Well, I try not to get drawn into discussions with futurists about whether living as an immortal upload in the Holodeck or being "enhanced" into a sexy comic book superhero body or being ruled by a superintelligent AI would be "good" or "bad." None of these outcomes are going to arrive to be good or bad anyway, none of the assumptions on which these prophetic dreams are based are even coherent, really, so the moral question (or perhaps this is a more a question for a therapist) should probably be more like -- Is it good or bad to be devoting time to these questions rather than to problems and possibilities that actually beset us?
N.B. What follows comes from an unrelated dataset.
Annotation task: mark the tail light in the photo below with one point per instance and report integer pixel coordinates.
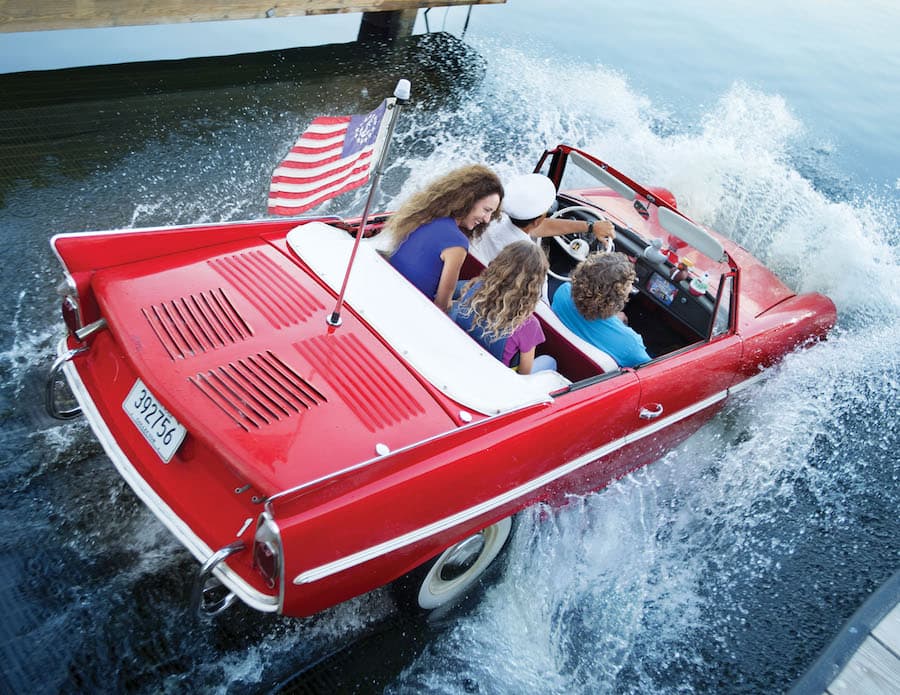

What kind of work is getting done for the folks who give themselves over to infantile wish-fulfillment fantasizing on these topics? Does any of this make people better able to cope with shared problems or more attuned to real needs or more open to possibilities for insight or growth?
You know, in speculative literature the best imaginative and provocative visions have some of the same sort of furniture in them you find in futurological scenarios -- intelligent artifacts, powerful mutants, miraculous abilities -- but as in all great literature, their strangeness provides the distance or slippage that enables us to think more critically about ourselves, to find our way to sympathetic identification with what might otherwise seem threatening alienness, to overcome prejudices and orthodoxies that close us off to hearing the unexpected that changes things for the better. Science fiction in my view isn't actually about predictions at all, or it is only incidentally so: it is prophetic because finds the open futurity in the present world, it builds community from the strangenessand promise in our shared differences.
But futurism and tech-talk isn't prophetic in this sense at all, when you consider it more closely -- it operates much more like advertising does, promising us easy money, eternal youth, technofixes to end our insecurities, shiny cars, skin kreme, boner pills. The Future of the futurists is stuck in the parochial present like a gnat in amber. It freezes us in our present prejudices and fears, and peddles an amplification of the status quo as "disruption," stasis as "accelerating change." Futurology promises to "enhance" you -- but makes sure you don't ask the critical questions: enhances according to whom? for what ends? at what costs? Futurology promises you a life that doesn't end -- but makes sure you don't ask the critical questions: what makes a life worth living? what is my responsibility in the lives of others with whom I share this place and this moment? Futurology promises you intelligent gizmos -- but makes sure you don't ask the critical questions: if I call a computer or a car "intelligent," how does that change what it means to call a human being or a great ape or a whale intelligent? what happens to my sense of the intelligence lived in bodies and incarnated in historical struggles if I start "recognizing" it in landfill-destined consumer devices? I think the urgent moral questions for futurologists have less to do with their cartoonish predictions but with the morality of thinking futurologically at all, rather than thinking about real justice politically and real meaning ethically and real problems pragmatically.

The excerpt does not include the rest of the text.